# torchtext example

#### Handy Links
- https://github.com/bentrevett/pytorch-sentiment-analysis/blob/master/1%20-%20Simple%20Sentiment%20Analysis.ipynb
- http://mlexplained.com/2018/02/08/a-comprehensive-tutorial-to-torchtext/
- http://anie.me/On-Torchtext/

Have already preprocessed the data slightly so we have 3 files:
- train.csv
- test.csv
- classes.csv

train.csv and test.csv are the standard format of the label followed by the text:
```
LABEL1,TEXT1
LABEL2,TEXT2
...
```
The label is just 0 or 1 (pos, neg)

Lets store the path to our data folder in a variable:

In [10]:
PATH = "aclImdb"

Importing the libraries we need:

In [11]:
import torch
import torchtext
from torchtext import data

## Fields
ok good. We can now start processing our data.

We need 2 **Fields**: one for the label and one for the text itself:

In [12]:
REVIEW = data.Field(sequential=True,lower=True,tokenize="spacy")
LABEL = data.LabelField(use_vocab=False,dtype=torch.float)

These store what preprocessing (tokenisation - splitting into words, and numerisation - converting these words into numbers) will be done on each string, but doesn't do it until we pass the data in.

For more details see the torchtext docs on [Field](https://torchtext.readthedocs.io/en/latest/data.html#field).

You might want to also consider the **ReversibleField** class. This uses a different tokeniser: [revtok](https://github.com/jekbradbury/revtok) which allows you to map back to strings. This can be handy, especially when debugging.

## Dataset
Once we have the fields defined, we can initialise a **Dataset**.

This class does the heavy lifting of actually loading the data into these fields.

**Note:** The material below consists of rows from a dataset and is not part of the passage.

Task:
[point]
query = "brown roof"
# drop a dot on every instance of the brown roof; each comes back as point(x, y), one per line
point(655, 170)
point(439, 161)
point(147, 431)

If your data is in some weird format you can implement your own class (it just has to match the [interface](https://torchtext.readthedocs.io/en/latest/data.html#torchtext.data.Dataset). There are loads of [examples](https://github.com/pytorch/text/tree/master/torchtext/datasets)!).

Here as we have CSV files we're just gonna use the handy TabularDataset class already provided for us!

In [13]:
train, test = data.TabularDataset.splits(
    path=PATH,
    format="csv",
    train = "train.csv",
    test = "test.csv",
    fields=[('label',LABEL),('review',REVIEW)])

print("Train set size:",len(train))
print("Test set size :",len(test))

Train set size: 25000
Test set size : 25000


This gives us 2 Datasets: train and test.

NOTE1: We should really add a validation set in as well.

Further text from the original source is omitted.